17 pays d'Amérique sur 20 Lorsque l'ONU décrète «1959 année du réfugié» (en raison des très nombreux exodes induits par la multiplication des conflits militaires à travers le monde), Alfred Berenguer redouble d'efforts pour sensibiliser les pays d'Amérique latine à la situation des réfugiés algériens en Tunisie et au Maroc. L'autorité de la Révolution le nomme représentant du Croissant-Rouge algérien et le missionne pour plaider la cause auprès des dirigeants des pays latins. Le père de Remchi - né de parents andalous et donc, maîtrisant parfaitement la langue espagnole - crée des comités de soutien, sensibilise et milite tant est si bien que lorsqu'en automne 1960, la délégation du GPRA conduite par Benyoucef Benkhedda se rend au siège de l'ONU pour défendre la lutte pour l'Indépendance, 17 pays sur les 20 du continent sud-américain votent contre la France. A l'Indépendance, Alfred Berenguer prend part à l'Assemblée constituante algérienne mais continue de dénoncer les injustices, quelle que soit leur origine : c'est ainsi qu'il n'hésite pas à fustiger la dictature de Houari Boumediene qui, en 1965, dépose Ahmed Ben Bella dont le père fut l'un des conseillers.
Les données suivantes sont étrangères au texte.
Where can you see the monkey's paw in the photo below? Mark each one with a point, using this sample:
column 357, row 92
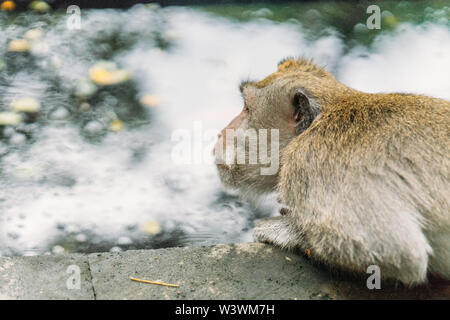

Déclinant les honneurs, l'abbé Berenguer dont le chemin croisa des figures importantes de la Révolution algérienne et de puissants hommes de pouvoir, préféra rentrer chez lui, à Tlemcen, pour enseigner le français et l'espagnol au lycée Dr Benzerdjeb et reprendre son activité de paroissien jusqu'à sa retraite en 1991.
Retour au pays Installé dans l'ancien monastère bénédictin sur les hauteurs de Tlemcen, il dirigera pendant quelques années encore l'Association El Amel avant de tirer sa révérence en novembre 1996, en France où il avait été évacué en urgence pour des soins spécialisés : «Algérien au plus profond de lui-même, il avait insisté pour être enterré sur son sol natal. Sa sépulture se trouve dans le cimetière chrétien de Tlemcen», termine Ahmed Benchouk en indiquant que deux années plus tard, soit en novembre 1998, l'APC d'Oran donne le nom d'Alfred Berenguer à une rue qui relie la place du Maghreb au boulevard Emir Abdelkader au centre-ville. En reconnaissance pour tous sessacrifices pour une cause juste, Ahmed Benchouk multiplie les rencontres et les conférences pour faire connaître aux Algériens l'un de ceux qui, sans rien exiger en retour, se sont donnés corps et âme pour l'indépendance de leur pays.